Selena also wrote a companion story to Incubus and a sequel. In Transferences Selena explores what it means to be a Watcher, and the reasons for noninterference. In Once Out of Nature Cassandra and Methos again team up to protect the secret of Immortality from scientific researchers.
Sample Incubus
Apart from the coat, he was dressed, as he had been in Seacouver and Bordeaux, in jeans, a sweater and hiking boots, old boots at that, showing how muddy his trek to her cottage must have been. Casual harmlessness itself. No wonder MacLeod had been fooled. The features, of course, were the same, had always been the same, though she had to admit the short hair contributed to the harmless look. But the hazel eyes did not, taking everything in, giving nothing away. She knew that expression. Back then, she had learned to read all his expressions, because it could mean the difference between life and death - temporary death, but death still, and as she believed he alone had the power to bring her back, she never knew whether one day he might not bother anymore. Right now, he was assessing an enemy.She wondered what he saw. His captive, superimposed on the woman who nearly killed him some months ago? On an impulse, she decided to show him someone he had never met. Cassandra the Queen, who had ruled the Iceni for decades before she grew sick of the power and vanished, leaving that life behind and turning into Cassandra the Healer again. With the small, disdainful inclination of the head she had used to greet unruly chiefs, she silently motioned for him to enter.
A spark of amusement crept into his eyes. He followed her admonition, but instead of either greeting her or continuing their silent exchange of looks, he grabbed the nearest chair, straddled it and sat on it.
"Well," he began without further preliminaries, "as prophets go, I'd certainly take you over two babbling old fools. Too bad Mac didn't. At least you wanted him to play saviour just for you, not for the rest of humanity as well."
He proceeded to tell her about Landry, Ahriman and MacLeod's increasingly strange behaviour, his studied sarcasm and flippancy a stark contrast to the story. She abandoned the idea that the whole thing was an elaborate ruse almost as soon as it came to her.
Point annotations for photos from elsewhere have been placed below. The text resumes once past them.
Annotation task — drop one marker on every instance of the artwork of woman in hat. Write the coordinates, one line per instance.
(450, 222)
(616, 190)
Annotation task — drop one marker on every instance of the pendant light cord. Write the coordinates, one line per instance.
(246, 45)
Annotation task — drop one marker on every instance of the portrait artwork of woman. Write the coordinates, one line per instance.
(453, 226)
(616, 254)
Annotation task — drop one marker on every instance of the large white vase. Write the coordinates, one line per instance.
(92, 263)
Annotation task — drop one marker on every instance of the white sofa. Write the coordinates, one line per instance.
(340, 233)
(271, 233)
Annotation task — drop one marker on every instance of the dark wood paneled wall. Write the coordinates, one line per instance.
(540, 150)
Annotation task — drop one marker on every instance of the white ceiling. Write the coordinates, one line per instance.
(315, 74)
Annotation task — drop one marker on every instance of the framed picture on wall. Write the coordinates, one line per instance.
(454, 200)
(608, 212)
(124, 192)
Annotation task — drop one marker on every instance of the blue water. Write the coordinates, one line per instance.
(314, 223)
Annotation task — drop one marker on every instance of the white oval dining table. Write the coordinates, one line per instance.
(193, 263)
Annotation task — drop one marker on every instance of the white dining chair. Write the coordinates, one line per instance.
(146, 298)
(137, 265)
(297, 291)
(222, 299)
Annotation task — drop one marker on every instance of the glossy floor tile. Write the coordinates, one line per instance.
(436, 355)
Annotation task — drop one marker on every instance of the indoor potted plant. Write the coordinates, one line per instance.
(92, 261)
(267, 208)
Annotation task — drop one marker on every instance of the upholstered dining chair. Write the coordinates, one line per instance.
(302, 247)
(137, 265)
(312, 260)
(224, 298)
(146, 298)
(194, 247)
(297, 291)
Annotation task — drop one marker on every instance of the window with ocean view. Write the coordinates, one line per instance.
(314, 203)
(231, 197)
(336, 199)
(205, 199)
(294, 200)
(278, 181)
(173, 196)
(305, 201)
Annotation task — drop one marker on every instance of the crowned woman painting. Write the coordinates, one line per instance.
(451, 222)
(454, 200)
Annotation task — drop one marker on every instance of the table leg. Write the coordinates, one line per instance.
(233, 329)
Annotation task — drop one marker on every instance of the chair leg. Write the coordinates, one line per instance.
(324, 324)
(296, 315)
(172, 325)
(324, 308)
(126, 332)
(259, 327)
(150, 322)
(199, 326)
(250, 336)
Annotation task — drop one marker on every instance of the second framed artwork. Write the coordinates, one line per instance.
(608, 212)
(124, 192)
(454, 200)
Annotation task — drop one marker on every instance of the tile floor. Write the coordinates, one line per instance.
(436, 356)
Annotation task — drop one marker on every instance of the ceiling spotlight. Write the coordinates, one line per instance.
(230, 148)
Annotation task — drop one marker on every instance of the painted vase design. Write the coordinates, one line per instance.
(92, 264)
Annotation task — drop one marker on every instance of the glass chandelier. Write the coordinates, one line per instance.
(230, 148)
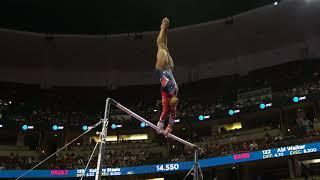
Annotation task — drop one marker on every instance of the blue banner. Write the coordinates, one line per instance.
(167, 167)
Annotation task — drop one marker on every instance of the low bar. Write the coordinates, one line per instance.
(152, 125)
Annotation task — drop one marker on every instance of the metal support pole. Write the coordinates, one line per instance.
(197, 172)
(103, 139)
(196, 165)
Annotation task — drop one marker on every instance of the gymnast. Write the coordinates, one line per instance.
(169, 87)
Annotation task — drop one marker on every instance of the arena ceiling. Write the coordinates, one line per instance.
(114, 16)
(266, 28)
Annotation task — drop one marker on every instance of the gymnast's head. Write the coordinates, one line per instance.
(165, 23)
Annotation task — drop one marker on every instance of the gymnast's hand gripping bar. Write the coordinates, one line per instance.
(118, 105)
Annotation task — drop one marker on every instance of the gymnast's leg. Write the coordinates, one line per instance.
(165, 110)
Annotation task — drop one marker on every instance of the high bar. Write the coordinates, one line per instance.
(152, 125)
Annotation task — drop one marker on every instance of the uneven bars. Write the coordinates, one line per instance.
(152, 125)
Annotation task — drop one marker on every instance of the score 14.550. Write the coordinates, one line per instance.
(167, 167)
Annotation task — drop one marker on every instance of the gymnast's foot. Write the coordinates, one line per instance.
(160, 126)
(168, 130)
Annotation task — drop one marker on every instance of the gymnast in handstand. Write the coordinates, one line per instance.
(169, 87)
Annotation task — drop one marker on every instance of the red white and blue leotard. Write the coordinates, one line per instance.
(169, 88)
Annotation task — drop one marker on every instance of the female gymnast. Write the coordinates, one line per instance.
(169, 87)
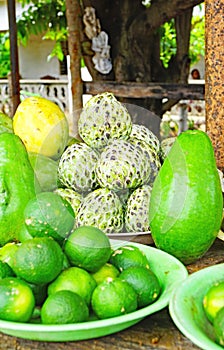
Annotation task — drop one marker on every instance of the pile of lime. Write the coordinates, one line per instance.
(44, 280)
(213, 304)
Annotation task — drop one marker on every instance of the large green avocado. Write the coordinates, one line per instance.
(185, 211)
(18, 185)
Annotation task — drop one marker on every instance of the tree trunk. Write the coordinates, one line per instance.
(134, 37)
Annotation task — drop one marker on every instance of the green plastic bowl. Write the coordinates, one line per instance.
(186, 308)
(170, 272)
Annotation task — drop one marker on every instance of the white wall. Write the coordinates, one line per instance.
(33, 62)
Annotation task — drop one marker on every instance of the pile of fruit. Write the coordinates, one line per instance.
(79, 279)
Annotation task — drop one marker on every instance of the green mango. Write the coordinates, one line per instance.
(45, 170)
(18, 185)
(5, 123)
(186, 204)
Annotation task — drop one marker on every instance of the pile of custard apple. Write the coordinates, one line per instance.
(108, 176)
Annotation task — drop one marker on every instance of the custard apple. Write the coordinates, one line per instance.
(122, 165)
(141, 132)
(76, 169)
(152, 158)
(73, 197)
(103, 118)
(101, 208)
(165, 146)
(137, 210)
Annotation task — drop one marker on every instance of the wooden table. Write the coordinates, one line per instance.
(155, 332)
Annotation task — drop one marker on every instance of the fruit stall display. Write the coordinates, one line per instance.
(61, 197)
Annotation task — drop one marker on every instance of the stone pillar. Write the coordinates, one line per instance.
(214, 76)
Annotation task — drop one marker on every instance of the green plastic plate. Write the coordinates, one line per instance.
(170, 272)
(186, 307)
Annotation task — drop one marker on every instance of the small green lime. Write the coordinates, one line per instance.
(219, 326)
(127, 256)
(16, 300)
(106, 271)
(144, 282)
(213, 300)
(112, 298)
(76, 280)
(64, 307)
(87, 247)
(38, 260)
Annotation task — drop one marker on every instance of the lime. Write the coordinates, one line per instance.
(16, 300)
(5, 270)
(88, 247)
(106, 271)
(144, 282)
(219, 326)
(48, 214)
(112, 298)
(76, 280)
(213, 300)
(127, 256)
(7, 253)
(64, 307)
(38, 260)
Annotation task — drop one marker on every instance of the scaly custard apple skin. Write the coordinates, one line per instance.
(73, 197)
(122, 165)
(137, 210)
(152, 158)
(76, 169)
(141, 132)
(103, 118)
(101, 208)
Millennia myths and Persian demons weren't something the Methos of old would have come up with, and the 20th century version seemed to be even more sceptical. When he paused, she said, frowning: "In my own vision, I saw Duncan fighting evil. But it always had a human face - one of us, I thought. Not something from the nether regions. I would have warned him..."
"Oh, ultimately it was one of us," Methos interrupted, and for the first time, the determined flippancy had completely vanished from this tone. Instead, he sounded bitter, worried, and above all, very serious. He paused for a moment, then he said, looking straight at her: "He killed his student, believing him to be the demon. And then he asked me to take his head."
All the resentment she felt for Duncan vanished as the horror of it all sunk into her. Demon or no demon, the man she knew would be destroyed by such an action. She had never met Richie Ryan, but Duncan had told her about him, with the pride a father felt for his son, and she knew, only too well, how utterly devastating the loss of a student could be. It was one of the reasons for telling MacLeod about Kantos. She couldn't have killed Kantos, and not just because the powers of her former pupil had outstripped her own. Students were the closest thing the immortals had to children, and at the same time they were even more. The older you were, the more you needed young immortals in order to find contact to the present. They taught you as much as you taught them. The killing of a student, even a student who had rejected one's own way, was devastating. It tore up your soul. The killing of a beloved student...
"How will he bear it?" she whispered.
Sounding slightly questioning, Methos said: "You did not ask me whether I took it."